Du point de vue de l’appartenance nationale, les normes posées par l’assurance chômage ne reconnaissent que le salariat, autorisé et déclaré, de personnes qui résident depuis une période déterminée dans le pays. Elles confirment le lien entre politique sociale et citoyenneté, certaines personnes de nationalité étrangère étant du fait de ces normes exclues des prestations.

Seul l’emploi est reconnu par l’assurance. C’est un bien rare, qu’une personne est censée conserver, mais qui se décline différemment selon le parcours de vie. Il y a un avant et un après l’emploi. La prégnance de la norme masculine de l’emploi et l’ignorance du travail domestique contribuent à la division et à la hiérarchisation des rôles sexués, renforcée par le fait que le salaire est également souvent un revenu familial. L’ambiguïté des politiques sociales touchant au chômage à l’égard de la parentalité ne manifeste aucune remise en question de l’ordre social existant, car elle ne va pas dans la direction d’une reconnaissance de l’utilité sociale du travail de « care » (avec attribution de droits sociaux liés à ce travail), mais de la seule « conciliation » entre travail domestique et emploi, ce qui ne remet aucunement en question les hiérarchies entre les sexes.

Onze pays

La recherche [2] a porté sur onze des pays recensés par la base de données de l’Union Européenne et de l’AELE nommée Mutual Information System on Social Protection (MISSOC). Les données ont été recueillies entre janvier et octobre 2010.
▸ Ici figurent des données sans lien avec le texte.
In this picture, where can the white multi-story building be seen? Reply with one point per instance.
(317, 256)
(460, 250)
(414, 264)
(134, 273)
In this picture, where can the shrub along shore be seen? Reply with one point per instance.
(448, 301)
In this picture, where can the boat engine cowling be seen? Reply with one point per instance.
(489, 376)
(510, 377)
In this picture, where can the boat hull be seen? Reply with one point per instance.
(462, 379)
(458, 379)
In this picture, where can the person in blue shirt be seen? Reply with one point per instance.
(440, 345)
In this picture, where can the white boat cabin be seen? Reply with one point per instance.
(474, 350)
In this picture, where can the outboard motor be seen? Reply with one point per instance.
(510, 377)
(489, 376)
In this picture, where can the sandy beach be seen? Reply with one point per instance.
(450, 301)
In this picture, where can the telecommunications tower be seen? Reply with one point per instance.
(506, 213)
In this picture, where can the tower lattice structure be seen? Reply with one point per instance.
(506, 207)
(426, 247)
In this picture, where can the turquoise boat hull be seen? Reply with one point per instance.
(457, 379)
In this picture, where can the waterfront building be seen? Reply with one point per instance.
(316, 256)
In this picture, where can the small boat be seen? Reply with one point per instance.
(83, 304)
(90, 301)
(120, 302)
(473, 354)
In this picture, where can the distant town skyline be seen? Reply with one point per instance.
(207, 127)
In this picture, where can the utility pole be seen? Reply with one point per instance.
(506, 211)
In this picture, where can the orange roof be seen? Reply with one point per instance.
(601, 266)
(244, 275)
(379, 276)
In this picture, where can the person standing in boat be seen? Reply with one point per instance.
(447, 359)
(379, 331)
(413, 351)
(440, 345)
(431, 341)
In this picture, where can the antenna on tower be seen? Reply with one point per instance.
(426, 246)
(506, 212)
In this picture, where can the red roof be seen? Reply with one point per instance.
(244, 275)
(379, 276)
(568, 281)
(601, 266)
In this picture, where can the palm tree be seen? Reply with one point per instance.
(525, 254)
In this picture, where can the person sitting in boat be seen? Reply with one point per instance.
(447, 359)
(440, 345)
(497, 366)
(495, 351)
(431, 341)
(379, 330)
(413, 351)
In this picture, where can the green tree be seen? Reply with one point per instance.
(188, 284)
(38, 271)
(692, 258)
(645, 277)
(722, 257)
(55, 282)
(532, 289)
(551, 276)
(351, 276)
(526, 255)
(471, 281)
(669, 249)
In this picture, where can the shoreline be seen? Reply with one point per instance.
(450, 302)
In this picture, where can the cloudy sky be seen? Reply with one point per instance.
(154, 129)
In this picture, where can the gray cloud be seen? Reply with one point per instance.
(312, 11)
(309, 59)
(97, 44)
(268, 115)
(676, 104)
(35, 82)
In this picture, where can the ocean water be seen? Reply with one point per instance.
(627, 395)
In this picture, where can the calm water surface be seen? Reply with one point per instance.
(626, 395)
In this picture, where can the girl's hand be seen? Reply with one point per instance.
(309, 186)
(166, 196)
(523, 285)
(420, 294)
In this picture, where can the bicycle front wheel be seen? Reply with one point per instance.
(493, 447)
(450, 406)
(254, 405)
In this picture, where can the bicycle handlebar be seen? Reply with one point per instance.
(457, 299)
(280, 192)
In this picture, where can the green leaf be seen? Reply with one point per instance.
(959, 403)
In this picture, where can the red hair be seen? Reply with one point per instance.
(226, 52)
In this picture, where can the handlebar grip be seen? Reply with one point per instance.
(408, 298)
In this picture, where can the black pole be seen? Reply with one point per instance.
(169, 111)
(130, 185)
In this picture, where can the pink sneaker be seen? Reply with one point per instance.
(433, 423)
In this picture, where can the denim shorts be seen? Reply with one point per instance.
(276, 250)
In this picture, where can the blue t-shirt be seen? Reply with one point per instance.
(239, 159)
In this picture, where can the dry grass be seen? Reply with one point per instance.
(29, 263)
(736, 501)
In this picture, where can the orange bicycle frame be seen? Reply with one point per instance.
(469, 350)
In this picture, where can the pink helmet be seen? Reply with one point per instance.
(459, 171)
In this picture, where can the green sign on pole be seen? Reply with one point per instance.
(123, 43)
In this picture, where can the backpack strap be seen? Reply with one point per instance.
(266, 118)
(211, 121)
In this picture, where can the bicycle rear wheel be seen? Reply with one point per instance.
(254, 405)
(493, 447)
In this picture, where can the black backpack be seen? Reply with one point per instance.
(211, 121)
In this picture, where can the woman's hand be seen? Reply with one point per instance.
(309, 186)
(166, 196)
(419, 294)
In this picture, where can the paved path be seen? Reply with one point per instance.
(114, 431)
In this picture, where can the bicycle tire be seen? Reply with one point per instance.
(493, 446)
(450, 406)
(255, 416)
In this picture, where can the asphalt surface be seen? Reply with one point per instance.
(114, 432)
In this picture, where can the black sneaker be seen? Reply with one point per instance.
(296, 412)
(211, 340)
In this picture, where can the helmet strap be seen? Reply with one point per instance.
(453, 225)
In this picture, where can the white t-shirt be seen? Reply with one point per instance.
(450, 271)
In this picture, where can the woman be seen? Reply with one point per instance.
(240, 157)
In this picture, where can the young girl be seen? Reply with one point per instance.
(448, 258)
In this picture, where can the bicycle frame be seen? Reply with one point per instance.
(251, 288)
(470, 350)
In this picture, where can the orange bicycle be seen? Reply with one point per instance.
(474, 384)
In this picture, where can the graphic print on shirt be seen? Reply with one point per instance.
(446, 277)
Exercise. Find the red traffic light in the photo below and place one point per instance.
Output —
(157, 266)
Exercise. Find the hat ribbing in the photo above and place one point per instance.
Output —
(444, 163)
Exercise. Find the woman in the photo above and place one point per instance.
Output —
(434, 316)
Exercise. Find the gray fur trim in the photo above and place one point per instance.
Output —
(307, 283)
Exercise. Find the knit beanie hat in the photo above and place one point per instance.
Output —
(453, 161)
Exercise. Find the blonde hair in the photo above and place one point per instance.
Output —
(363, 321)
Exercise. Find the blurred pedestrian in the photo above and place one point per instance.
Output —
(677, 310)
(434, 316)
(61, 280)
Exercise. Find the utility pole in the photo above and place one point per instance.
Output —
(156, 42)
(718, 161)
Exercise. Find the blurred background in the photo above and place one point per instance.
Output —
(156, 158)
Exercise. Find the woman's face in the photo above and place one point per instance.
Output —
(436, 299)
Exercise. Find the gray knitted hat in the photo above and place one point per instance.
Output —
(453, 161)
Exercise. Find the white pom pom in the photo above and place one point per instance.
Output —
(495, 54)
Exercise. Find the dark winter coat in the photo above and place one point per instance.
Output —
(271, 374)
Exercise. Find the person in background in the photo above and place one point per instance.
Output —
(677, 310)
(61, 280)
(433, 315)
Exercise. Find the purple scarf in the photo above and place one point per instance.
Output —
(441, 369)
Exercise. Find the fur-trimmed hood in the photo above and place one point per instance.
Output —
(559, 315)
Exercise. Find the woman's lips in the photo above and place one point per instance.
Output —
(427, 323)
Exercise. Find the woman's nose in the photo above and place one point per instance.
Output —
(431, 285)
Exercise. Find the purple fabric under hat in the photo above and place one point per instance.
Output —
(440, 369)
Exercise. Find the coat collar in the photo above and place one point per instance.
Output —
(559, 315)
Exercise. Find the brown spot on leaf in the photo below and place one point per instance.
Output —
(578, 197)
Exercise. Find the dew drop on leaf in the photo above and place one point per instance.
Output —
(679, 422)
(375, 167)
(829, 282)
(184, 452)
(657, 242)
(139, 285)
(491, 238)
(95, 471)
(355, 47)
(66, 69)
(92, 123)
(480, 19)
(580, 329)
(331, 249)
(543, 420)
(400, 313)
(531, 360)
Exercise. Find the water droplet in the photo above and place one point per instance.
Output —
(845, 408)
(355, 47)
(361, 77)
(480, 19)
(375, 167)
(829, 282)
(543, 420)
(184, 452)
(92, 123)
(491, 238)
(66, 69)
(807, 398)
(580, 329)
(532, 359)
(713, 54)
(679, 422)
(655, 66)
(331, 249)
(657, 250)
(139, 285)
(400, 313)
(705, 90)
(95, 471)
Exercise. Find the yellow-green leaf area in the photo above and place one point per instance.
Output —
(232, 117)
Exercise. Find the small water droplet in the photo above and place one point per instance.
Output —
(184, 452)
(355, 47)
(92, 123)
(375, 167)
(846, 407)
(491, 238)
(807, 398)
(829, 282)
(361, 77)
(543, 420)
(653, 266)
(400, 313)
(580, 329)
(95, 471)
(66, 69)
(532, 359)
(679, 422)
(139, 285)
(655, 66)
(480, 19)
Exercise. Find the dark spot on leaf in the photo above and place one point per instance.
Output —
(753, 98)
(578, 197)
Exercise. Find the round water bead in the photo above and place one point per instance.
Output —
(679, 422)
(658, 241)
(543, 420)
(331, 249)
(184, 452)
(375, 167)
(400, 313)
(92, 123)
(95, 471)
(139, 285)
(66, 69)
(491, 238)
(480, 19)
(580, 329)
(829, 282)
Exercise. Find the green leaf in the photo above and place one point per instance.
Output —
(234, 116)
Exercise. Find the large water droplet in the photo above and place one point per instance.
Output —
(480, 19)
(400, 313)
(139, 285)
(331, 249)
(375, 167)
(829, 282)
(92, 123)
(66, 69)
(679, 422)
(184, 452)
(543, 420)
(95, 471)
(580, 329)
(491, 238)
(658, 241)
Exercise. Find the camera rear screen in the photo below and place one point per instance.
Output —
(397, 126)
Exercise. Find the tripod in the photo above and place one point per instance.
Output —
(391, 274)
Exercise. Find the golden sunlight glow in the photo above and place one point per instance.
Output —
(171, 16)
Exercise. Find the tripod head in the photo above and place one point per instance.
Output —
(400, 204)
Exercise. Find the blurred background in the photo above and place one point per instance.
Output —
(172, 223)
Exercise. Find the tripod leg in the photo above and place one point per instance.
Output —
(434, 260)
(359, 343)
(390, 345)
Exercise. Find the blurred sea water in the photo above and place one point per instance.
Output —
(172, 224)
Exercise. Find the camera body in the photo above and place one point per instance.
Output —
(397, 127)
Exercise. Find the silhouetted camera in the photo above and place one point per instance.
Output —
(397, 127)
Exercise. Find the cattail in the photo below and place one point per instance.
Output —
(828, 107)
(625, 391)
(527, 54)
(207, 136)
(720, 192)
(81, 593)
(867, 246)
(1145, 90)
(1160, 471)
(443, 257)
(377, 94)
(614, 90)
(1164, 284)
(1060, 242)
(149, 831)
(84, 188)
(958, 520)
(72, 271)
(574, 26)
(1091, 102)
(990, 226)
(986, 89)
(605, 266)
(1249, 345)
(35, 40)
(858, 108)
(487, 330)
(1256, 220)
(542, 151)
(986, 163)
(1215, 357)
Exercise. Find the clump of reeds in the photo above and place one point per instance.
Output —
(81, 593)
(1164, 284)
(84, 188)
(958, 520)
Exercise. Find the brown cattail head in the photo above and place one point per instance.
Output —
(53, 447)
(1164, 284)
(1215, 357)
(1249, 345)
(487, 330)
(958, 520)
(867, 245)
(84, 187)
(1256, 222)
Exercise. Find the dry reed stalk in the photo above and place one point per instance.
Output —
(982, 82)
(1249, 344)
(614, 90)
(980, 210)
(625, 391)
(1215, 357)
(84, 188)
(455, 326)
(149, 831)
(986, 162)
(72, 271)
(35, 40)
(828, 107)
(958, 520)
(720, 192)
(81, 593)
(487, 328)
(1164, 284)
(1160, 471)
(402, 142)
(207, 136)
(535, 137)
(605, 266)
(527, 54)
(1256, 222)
Ils ont été sélectionnés pour avoir un maximum de disparité de manière à repérer si des normes similaires peuvent être observées malgré l’hétérogénéité des régimes de chômage. Les onze pays choisis ont une population très différente, allant de 4,5 millions d’habitant-e-s à 82 millions et le taux de population active occupée de chacun de ces pays est variable, allant de moins de 60% à plus de 70%. La proportion de temps partiels varie en 2009 dans ces pays entre 6% et 35% (dont 49% à 82% sont occupés par des femmes). Enfin, leur taux officiel de chômage en 2009 varie entre 3,7% et 11,9%.

[1] Article également paru dans le journal du SSP-VPOD, « Services Publics », 2011

[2] « Conceptions de la citoyenneté et des rôles sociaux de sexe dans les dispositifs de sécurité sociale de l’Union européenne et de la Suisse : une recherche exploratoire sur le cas du chômage », soutenue par le Réseau de compétence HES·SO REA. Chargée de recherche : Raluca Enescu.